When you hear a tune, your brain has a perception of its various parameters, such as loudness, pitch, tone and so on. Human brains are pretty good at perceiving the right tone, which means that the possibility of an error in our brain’s perception of the tone is ruled out. Hence, the ‘input’ component in this case is alright; the problem occurs at the ‘output’. After hearing the tone, the brain maps out an output tone to match the one it heard, but sadly, it’s not in tune. In other words, most of the poor singing is due to ‘poor motor control’ and ‘timbral-translation errors’.
Why can’t I sing?
Even when you do realize when you are singing off-key, there is not much you can do about it. Your ears do register that you’re not quite producing the tone that you intended to, so the vocal cords ask for instructions from the brain. However, the brain still sends the same instructions, and you simply can’t get the tone right. It’s almost as though the vocal cords have locked themselves in a particular position to produce the same erroneous tone every time, even after knowing better!
Additionally, you may be using your ‘speaking voice’ instead of your ‘singing voice’. While talking, we typically use a lower limited range, whereas, our singing voice is relatively higher.

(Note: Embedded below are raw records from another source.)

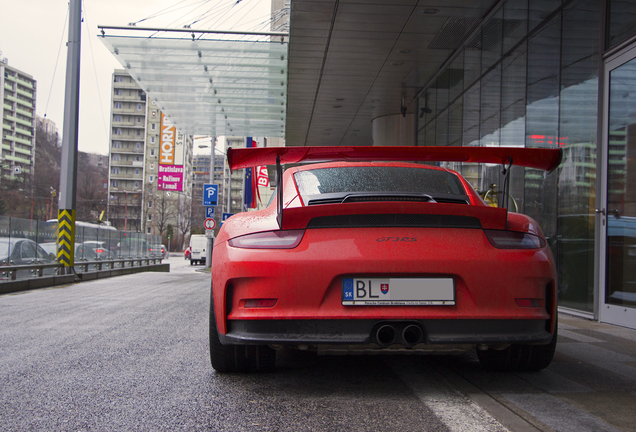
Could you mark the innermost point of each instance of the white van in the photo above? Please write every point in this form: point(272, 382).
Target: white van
point(198, 245)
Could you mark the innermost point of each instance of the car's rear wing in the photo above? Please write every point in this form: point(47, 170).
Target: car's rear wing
point(539, 158)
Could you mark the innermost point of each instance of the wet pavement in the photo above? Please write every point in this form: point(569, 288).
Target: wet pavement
point(131, 353)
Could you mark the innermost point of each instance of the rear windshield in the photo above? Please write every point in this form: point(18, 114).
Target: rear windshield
point(377, 179)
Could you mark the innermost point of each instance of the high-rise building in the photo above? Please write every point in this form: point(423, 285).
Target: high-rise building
point(48, 127)
point(135, 202)
point(17, 92)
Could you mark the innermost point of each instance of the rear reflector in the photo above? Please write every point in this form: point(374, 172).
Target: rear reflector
point(259, 303)
point(269, 240)
point(513, 240)
point(528, 302)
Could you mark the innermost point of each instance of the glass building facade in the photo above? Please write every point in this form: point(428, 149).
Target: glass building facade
point(532, 76)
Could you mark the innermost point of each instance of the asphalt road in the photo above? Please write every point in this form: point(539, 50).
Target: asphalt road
point(131, 353)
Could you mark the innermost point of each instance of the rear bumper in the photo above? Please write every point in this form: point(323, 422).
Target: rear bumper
point(435, 331)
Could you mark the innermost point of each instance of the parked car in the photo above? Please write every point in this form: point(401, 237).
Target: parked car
point(102, 251)
point(398, 257)
point(22, 251)
point(82, 251)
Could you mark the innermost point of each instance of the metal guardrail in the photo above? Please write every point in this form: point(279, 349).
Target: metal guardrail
point(9, 272)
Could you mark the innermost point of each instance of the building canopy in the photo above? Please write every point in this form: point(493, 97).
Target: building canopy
point(209, 86)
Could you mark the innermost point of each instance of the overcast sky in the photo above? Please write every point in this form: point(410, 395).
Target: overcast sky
point(32, 32)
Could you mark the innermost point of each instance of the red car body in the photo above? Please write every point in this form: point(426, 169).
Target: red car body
point(304, 273)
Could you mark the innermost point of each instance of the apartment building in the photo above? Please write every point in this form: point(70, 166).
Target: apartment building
point(136, 200)
point(17, 92)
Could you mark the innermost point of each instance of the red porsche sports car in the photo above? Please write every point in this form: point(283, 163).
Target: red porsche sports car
point(371, 252)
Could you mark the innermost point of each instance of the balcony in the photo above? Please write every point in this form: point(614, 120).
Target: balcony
point(25, 83)
point(123, 176)
point(23, 151)
point(123, 150)
point(23, 112)
point(18, 159)
point(25, 93)
point(128, 138)
point(20, 101)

It is easier to teach the skill to a child than to an adult, because, the longer a person tries to sing with their speaking voice, the harder it becomes to break that habit. Therefore, it is just a matter of continuously practicing to relax your vocal mechanism and using supported breath to sing, rather than making the voice ‘do something’.
Practice is Key
People are born with certain connections within the brain that make huge differences in many abilities and weakness they possess. However, the good news is that these connections, which were long thought to be permanent, can actually be changed with extensive practice. Yes, practicing the same activities over a long period of time can be very effective at readjusting and redefining these connections, and consequently, your appeal as a singer!
It is important to remember that singers are not only born, but also made. If you have heard your favorite singers sing over time, you are likely to have noticed considerable changes in their voices. Taylor Swift, for example, sounds extremely different now than she did five years ago, and in a good way. This can partly be due to maturity, but a huge part of it is due to consistent and thorough practice.
Therefore, don’t worry if you can’t sing well now; it’s just a matter of time and patience. Who knows, one day, after enough practice, maybe you’ll be belting out a beautiful song to an auditorium full of people. Don’t let anyone tell you that you “have a bad voice”. An important part of the process is simply learning to be comfortable with the unique voice that you have. You can, however, always buckle down and practice to find that perfect pitch!